Profiling Nsight system with deepstream-6.4

Please provide complete information as applicable to your setup.

**• Hardware Platform ------> GPU
• DeepStream Version ------> 6.4
• TensorRT Version --------> 8.5
**• NVIDIA GPU Driver Version ----------> 545

I’m using my custom pipeline with Nvidia deepstream, Where I’m reading the camera config inside(server.py) it I am calling my pipeline.py as a python process , I’m not getting element wise report, and how to check where is my bottleneck. I will attach the report file also. and paste which command I run " /opt/nvidia/nsight-systems/2024.3.1/bin/nsys profile --trace=cuda,cudnn,cublas,osrt,nvtx --python-backtrace=cuda --python-sampling=true -d 120 --delay=60 python3 server.py "

When I am running deepstream-python_apps rtsp-in_out same command I able to see nvinfer communication and NVTX lot of information ! I will attach this report also. command I ran :- /opt/nvidia/nsight-systems/2024.3.1/bin/nsys profile --trace=cuda,cudnn,cublas,osrt,nvtx --python-backtrace=cuda --python-sampling=true -d 120 --delay=60 python3 deepstream_test1_rtsp_in_rtsp_out.py -i rtsp://10.90.6.161:8554/cam192247

I really want to understand How I can effectively profile my custom deepstream pipeline , and figure out how fine performance bottleneck and how fist I can debug it.
Nvidia_forums_nsight_system.zip (18.7 MB)

My custom pipeline report :- report3.nsys-rep
deepstream-rtsp-in-out report :- sample_app.nsys-rep

Can you share your pipeline?

The Nsight log may be too trivial to be analyzed if we don’t know how your pipeline looks like and how do you configure the elements in the pipeline.

Is the pipeline for live sources such as RTSP stream, camera devices,…? What is your expected performance with the pipeline and why?


I am attaching my pipeline image for your reference, I am using RTSP camera stream, I am checking How many camera I can run with laptop 3070 GPU with 25FPS processing and figure out where is the bottleneck and How I can fixed it.

1.There are more than necessary "nvstreammux"s and "nvstreamdemux"s in the pipeline.
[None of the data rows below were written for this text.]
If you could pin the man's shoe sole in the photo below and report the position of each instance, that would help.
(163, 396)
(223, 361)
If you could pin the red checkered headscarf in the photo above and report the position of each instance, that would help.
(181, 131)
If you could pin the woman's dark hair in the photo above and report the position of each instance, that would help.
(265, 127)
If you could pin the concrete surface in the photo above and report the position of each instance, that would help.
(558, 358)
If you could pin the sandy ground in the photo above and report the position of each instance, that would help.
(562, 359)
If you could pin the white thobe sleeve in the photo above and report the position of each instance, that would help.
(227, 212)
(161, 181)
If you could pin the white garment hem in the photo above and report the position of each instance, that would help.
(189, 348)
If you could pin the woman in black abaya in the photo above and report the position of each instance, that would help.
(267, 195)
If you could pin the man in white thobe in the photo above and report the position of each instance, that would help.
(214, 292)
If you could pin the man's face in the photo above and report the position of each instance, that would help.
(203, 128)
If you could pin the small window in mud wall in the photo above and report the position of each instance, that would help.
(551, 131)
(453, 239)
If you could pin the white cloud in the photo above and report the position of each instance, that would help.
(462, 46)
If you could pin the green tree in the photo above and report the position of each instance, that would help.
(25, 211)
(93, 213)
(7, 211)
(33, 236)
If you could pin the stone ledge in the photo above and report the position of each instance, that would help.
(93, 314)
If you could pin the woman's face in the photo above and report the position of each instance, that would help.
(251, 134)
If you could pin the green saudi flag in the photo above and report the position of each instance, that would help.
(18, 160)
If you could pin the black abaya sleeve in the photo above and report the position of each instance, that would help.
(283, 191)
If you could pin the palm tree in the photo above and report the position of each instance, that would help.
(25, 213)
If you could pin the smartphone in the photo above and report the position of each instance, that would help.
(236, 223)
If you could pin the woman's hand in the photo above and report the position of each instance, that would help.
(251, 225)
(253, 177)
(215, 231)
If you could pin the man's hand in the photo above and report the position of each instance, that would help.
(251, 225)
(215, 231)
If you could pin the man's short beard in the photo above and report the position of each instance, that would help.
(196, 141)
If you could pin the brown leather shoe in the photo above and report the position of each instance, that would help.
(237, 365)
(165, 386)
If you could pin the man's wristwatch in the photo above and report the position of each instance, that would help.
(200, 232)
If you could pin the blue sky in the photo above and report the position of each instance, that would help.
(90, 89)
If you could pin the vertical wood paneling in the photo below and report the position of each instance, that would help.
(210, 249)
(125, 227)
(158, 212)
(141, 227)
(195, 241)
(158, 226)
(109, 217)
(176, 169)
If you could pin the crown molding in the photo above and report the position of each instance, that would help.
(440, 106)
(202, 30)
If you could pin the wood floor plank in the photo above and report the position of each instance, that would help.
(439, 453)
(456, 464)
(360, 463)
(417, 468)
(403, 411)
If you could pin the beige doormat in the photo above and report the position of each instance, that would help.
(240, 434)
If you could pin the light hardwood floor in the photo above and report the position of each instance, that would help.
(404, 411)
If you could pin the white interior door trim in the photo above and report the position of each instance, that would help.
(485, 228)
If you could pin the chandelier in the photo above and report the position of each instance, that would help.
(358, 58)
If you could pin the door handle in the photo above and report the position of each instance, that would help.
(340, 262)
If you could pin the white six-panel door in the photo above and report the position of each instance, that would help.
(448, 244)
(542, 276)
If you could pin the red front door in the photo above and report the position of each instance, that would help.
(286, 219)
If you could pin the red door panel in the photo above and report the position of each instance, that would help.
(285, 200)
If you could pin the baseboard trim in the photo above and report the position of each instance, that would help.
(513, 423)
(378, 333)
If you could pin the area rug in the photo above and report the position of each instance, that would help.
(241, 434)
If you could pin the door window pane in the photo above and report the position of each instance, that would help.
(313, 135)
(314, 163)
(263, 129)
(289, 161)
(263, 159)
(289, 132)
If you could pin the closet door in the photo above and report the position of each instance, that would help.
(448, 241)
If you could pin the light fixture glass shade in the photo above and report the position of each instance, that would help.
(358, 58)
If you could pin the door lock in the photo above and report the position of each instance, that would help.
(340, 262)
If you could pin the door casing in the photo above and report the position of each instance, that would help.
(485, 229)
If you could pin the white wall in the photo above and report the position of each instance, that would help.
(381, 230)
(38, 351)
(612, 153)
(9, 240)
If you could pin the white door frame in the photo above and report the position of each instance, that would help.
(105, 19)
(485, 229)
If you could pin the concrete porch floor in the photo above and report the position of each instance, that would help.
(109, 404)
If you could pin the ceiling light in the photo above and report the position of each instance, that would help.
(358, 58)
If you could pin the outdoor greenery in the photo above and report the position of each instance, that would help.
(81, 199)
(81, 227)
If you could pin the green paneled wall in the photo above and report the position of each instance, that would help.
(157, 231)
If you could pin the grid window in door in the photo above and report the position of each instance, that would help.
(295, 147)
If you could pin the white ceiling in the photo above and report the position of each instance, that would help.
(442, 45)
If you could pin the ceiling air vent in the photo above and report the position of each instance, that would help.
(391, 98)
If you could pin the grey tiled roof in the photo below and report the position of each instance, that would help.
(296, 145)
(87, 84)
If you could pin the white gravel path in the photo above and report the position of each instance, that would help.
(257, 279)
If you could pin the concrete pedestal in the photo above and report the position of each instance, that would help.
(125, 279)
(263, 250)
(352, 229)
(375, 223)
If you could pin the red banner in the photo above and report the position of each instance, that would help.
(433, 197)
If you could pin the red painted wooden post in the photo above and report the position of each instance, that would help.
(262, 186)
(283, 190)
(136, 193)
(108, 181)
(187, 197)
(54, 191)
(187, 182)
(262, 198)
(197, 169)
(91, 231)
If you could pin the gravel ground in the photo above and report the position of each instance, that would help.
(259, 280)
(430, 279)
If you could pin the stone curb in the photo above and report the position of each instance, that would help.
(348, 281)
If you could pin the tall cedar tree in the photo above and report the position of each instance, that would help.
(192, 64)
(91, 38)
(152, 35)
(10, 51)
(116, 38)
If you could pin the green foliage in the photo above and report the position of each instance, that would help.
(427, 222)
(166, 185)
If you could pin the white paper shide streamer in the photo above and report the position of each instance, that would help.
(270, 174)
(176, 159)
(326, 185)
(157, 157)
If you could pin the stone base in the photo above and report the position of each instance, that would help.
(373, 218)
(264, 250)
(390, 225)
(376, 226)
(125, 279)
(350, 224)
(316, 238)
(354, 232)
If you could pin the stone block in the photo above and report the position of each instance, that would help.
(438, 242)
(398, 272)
The pipeline can be simplified.
2. Seems you are using a model with batch size 8. Have you measured the model’s performance in 3070? The “trtexec” tool can help you to measure.
3. For the RTSP streams, the RTSP server quality and network bandwidth may also impact the pipeline performance.

Nvstreammux and nvstreamdemux is necessary ( we are trying parallel pipeline with python )
I need help form you about Nsight system profiling !
network is good coz Im using lan connection same place. model performance is also fine.

1st check my profile report and give some suggestion about Why in our custom pipeline Not able to see element time and NVTX.

I don’t understand why you say so, I can see the NVTX and time for elements in the report file you sent here.

What I said is sample_app.nsys-rep is working fine. This is deepstream sample rtsp-in-out code.
another I shared that is our custom code … which I explain my starting conversation. please go through report3.nsys-rep this is created with our custom code. here I am not able to see element and NVTX

Seems the pipeline is not working. The biggest loading is python3. Please check your pipeline.py to make sure it can run.

@Fiona.Chen pipeline.py is calling internally under this biggest python3. server.py I’m reading the config and uri for each stream and it’s calling pipeline.py class internally. pipeline is running and giving me frame also and inferring also , I able to access metadata and process feed as well. My question is How I can able to see How my pipeline is working and how much time does it taking and other profiling, I need a help about this !

Do you know whether your “pipeline.py” is in the same process of your “server.py”? Nsight profile tool can only profiling the process you appoint(python3 serevr.py). Maybe you can raise topic to Nsight forum to check whether there is any method to profile the specific process. Latest Developer Tools/Nsight Systems topics - NVIDIA Developer Forums

No , inside server.py for creating pipeline I am running pipeline.py class as a process. Okey, I will create a topic in nsight system and refer this topic as a better understanding.

I’m attaching the topic here as well. @Fiona.Chen
TOPIC :- How to get full profiling with Nsight system for a particular process

It has nothing to do with DeepStream, you can get required data with the python deepstream-test3 sample.

I want to profile my pipeline ! I am already accessing the require data . I asked about nsight system, How I can profile my pipeline.